The hazards posed by welding are dependent on the materials (e.g. base metal, electrodes and filler metals, shielding gases, etc); the welding process; and environmental conditions, such as the degree of enclosure or whether or not effective ventilation is in place.  Personal air monitoring of workers conducted under the supervision of a professional industrial hygienist  is used to determine whether exposure levels pose a health risk and are below legal and recommended exposure limits.

(Note) A professional industrial hygienist is a person possessing either a baccalaureate degree in engineering, chemistry, or physics or a baccalaureate degree in a closely related biological or physical science from an accredited college or university, who also has a minimum of three years of industrial hygiene experience.  For more detail visit:  http://www.aiha.org/Content/AboutAIHA/whatisIH.htm.  

The type and magnitude of exposure will depend on the materials being welded.  Stainless steel welding may generate nickel and hexavalent chromium and if stainless welding is performed with Sheilded Metal Arc Welding (SMAW) w/ Flux Cone Arc Welding (FCAW) the flux generates manganese as well.  Mild steels generate manganese.

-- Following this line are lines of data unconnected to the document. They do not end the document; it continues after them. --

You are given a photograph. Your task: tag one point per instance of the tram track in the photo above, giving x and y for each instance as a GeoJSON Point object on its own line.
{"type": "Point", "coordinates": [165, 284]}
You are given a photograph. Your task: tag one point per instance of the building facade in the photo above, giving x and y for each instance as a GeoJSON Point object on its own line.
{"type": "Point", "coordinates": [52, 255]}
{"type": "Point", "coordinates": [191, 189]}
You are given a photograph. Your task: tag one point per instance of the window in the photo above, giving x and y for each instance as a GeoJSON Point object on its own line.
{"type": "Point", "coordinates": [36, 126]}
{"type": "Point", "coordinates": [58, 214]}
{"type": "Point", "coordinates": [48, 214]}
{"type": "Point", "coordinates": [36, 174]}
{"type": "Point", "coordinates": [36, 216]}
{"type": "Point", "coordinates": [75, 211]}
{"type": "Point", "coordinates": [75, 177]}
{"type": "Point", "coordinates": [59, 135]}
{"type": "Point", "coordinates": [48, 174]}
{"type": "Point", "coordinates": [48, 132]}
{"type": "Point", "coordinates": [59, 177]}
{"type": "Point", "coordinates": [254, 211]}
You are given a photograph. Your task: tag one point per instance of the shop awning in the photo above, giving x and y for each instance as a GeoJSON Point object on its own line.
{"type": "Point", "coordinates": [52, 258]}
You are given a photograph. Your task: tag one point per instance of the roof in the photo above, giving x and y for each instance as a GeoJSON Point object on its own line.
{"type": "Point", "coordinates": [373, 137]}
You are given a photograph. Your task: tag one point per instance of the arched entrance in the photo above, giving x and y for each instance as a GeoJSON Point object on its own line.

Torch-cutting or welding through coated steels may generate organic vapors or fumes generated from coatings (such as lead in the case of lead painted steel).  Stick (or shielded metal arc) and flux core welding typically generate the most fume and TIG welding the least.

Welding carbon steel does not necessarily produce Mn in the fume.  Almost all of the Mn comes from the flux in FCAW and SMAW consumables.  Gas Metal Arc Welding (GTAW) (TIG) does not use flux and one would not find Mn in that fume when used for welding carbon steel.  SMAW and FCAW are the most common welding processes used on carbon steel and those processes on that metal are the primary sources of Mn over exposure in welders.

Material Safety Data Sheets (MSDS) should provide information on the hazardous components of steels, electrodes and filler metals, however, this information is not always accurate.  Because of the very high temperatures associated with welding, metals containing relatively low percentages of metals (such as nickel, Hexavalent chromium and manganese) can generate hazardous levels of fume.  Personal air monitoring methods used to assess welding fumes vary depending on the specific hazardous agent being addresses.  Both OSHA and NIOSH publish sampling methods for specific hazardous agents such as total particulate, Hexavalent chromium and other metals including manganese and nickel.

NIOSH Manual of Analytical Methods:  http://www.cdc.gov/niosh/nmam

US Department of Labor Sampling and Analytical Methods: http://www.osha.gov/dts/sltc/methods/index.html

Regulations & Standards:

Regulations adopted by a state must be at least as protective as the corresponding federal standard. Work may also be subject to rules of other federal, state and local agencies. Even where there is no hazard specific standard, OSHA prohibits employers from to work in surroundings or under working conditions which are unsanitary, hazardous, or dangerous to his health or safety.

Occupational Exposure Limits for Manganese
Occupational Exposure Limit
1 mg/m3 (TWA) and 3 mg/m3 (STEL)
500 mg/m3
5 mg/m3 (ceiling)
0.2 mg/m3(TWA)
PEL: permissible exposure limit
REL: recommended exposure limit
STEL: short-term exposure limit
TLV: threshold limit value
TWA: time-weighted average

Federal OSHA Standards are enforced by the U.S. Department of Labor in 26 states. There are currently 22 states and jurisdictions operating complete State plans (covering both the private sector and state and local government employees) and 5 - Connecticut, Illinois, New Jersey, New York and the Virgin Islands - which cover public employees only. If you are working in one of those states or jurisdictions you should ensure that you are complying with their requirements.